В Старой Упсале я вышел из экипажа, чтобы осмотреть недавно разрытые курганы, носящие имена Одина, Тора и Фрейра. Когда я тринадцать лет назад побывал здесь, курганы еще стояли нетронутые, такие, какими они оставались в течение многих веков. Старушка, у которой хранились ключи от входа в курганы и чей отец тогда подносил мне рог с медом, услышав мое имя, обрадовалась и решила устроить в мою честь иллюминацию, как она это делала для высоких господ из Стокгольма. Пока она занималась приготовлениями, я в одиночестве взошел на курган, где с моих губ сорвалась молитва благодарности Господу за все хорошее, что он ниспослал мне за время, прошедшее с тех пор, как я посетил эти места. «Да будет воля Твоя!» — этими словами всегда завершались мои спонтанные камерные молитвы, случавшиеся то на природе в лесу, то на месте древних могил, то в маленьких гостиничных комнатках. Когда я наконец спустился в глубь кургана, в нешироком раскопе горели восковые свечи. Я осмотрел древнюю урну с тем, что смотрительница назвала останками Одина, то есть его потомства из рода Инглингов. Все пространство вокруг покрывала зола от сожженных жертвенных животных.

Навестив в Упсале старых знакомых, я отправился в Стокгольм, где в доме престарелой фру Бремер меня приняли, как родного. В то время была еще жива сестра Фредрики Бернер Агата — весьма тонкая натура, — которая уже тогда была неизлечимо больна. Ей были адресованы все письма, посылаемые сестрой из Америки; вскоре по возвращении писательницы она, к сожалению, умерла. Дом Бремеров был уютным, богатым и удобным жилищем, здесь мне довелось общаться с многочисленными представителями этого рода, считающегося в старой доброй Швеции одним из самых знатных. Вот как непохожа оказалась истина на все те небылицы, что сочиняли в Дании и других странах о семье писательницы и ее имущественных обстоятельствах.

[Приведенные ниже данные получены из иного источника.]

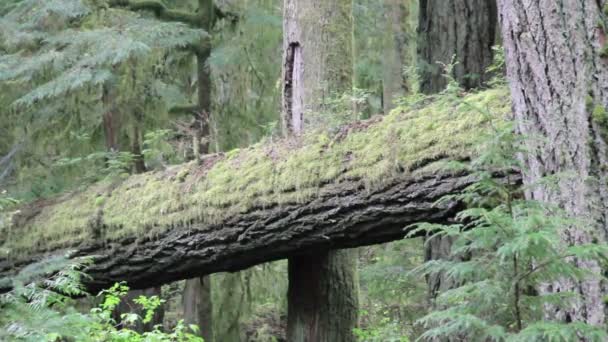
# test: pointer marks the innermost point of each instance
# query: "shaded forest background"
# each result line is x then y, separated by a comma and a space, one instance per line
99, 90
90, 91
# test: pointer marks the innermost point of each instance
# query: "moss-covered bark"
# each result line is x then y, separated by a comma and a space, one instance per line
558, 78
397, 55
357, 186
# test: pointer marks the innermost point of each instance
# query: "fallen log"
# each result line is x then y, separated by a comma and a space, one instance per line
359, 185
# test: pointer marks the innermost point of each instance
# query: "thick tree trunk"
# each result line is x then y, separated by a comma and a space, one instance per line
341, 216
317, 44
198, 307
396, 55
317, 63
320, 288
558, 76
461, 28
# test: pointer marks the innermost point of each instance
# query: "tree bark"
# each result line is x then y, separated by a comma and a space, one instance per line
128, 305
323, 291
318, 296
343, 215
198, 307
559, 85
396, 55
464, 29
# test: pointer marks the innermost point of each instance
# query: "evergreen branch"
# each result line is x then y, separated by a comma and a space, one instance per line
184, 109
221, 14
160, 10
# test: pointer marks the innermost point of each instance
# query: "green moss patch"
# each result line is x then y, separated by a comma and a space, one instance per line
288, 171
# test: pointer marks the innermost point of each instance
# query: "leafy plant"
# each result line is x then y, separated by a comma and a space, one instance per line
45, 311
506, 248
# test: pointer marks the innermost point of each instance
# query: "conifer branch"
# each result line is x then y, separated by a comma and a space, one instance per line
184, 109
160, 10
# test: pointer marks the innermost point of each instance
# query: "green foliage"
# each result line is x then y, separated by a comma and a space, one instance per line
45, 312
402, 144
504, 251
391, 298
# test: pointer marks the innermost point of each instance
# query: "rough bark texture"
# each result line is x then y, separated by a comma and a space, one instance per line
559, 86
396, 55
319, 285
462, 28
317, 43
342, 215
198, 307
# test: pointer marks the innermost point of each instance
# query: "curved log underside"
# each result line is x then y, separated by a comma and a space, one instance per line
198, 222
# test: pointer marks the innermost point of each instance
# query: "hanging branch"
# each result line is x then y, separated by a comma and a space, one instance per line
160, 10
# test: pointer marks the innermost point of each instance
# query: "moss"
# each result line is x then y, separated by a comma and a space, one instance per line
600, 116
282, 172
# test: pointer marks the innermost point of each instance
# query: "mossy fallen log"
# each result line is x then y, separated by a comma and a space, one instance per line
359, 185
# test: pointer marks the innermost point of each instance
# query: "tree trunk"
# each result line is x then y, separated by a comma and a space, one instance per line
317, 44
558, 76
461, 28
198, 307
127, 305
139, 165
322, 289
396, 55
317, 61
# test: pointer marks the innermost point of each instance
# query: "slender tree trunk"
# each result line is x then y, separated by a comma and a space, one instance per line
109, 121
466, 30
558, 76
396, 54
139, 165
461, 28
317, 45
322, 297
197, 302
197, 305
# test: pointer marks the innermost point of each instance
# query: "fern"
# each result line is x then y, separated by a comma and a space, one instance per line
511, 247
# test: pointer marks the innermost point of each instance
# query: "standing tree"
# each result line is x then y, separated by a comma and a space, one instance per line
464, 29
317, 52
558, 72
448, 29
396, 51
197, 293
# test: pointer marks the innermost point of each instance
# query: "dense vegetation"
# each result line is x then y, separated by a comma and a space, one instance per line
125, 120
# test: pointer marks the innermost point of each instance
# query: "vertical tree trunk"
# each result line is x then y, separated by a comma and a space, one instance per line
198, 307
396, 55
322, 297
461, 28
139, 165
317, 45
465, 29
558, 76
109, 121
127, 305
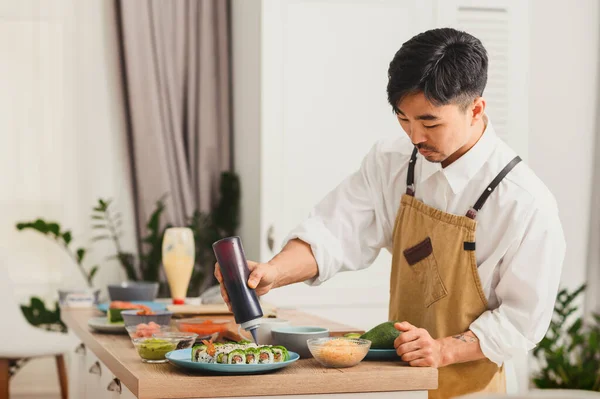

Когда имя ее впервые приобрело известность, говорили, что она служила гувернанткой в одной дворянской семье, но на деле же Фредрика Бремер не состояла ни на какой службе, являясь вполне обеспеченной обладательницей поместья Аоста.

В незнакомых мне городах я обычно посещаю не только здравствующих великих людей, но также и знаменитых, милых моему сердцу мертвых. Обычно я приношу им цветок или же срываю его у их могил. В Упсале я побывал на могиле Гейера; памятник ему еще не поставили. Могила Тернероса и вовсе заросла травой и крапивой. В Стокгольме я сходил на место упокоения Никандера и Стагнелиуса, а также съездил в пригород Сольна, где на маленьком церковном кладбище спят вечным сном Берцелиус, Кореус, Ингельман и Круселль, а на том кладбище, что побольше, — Валлин.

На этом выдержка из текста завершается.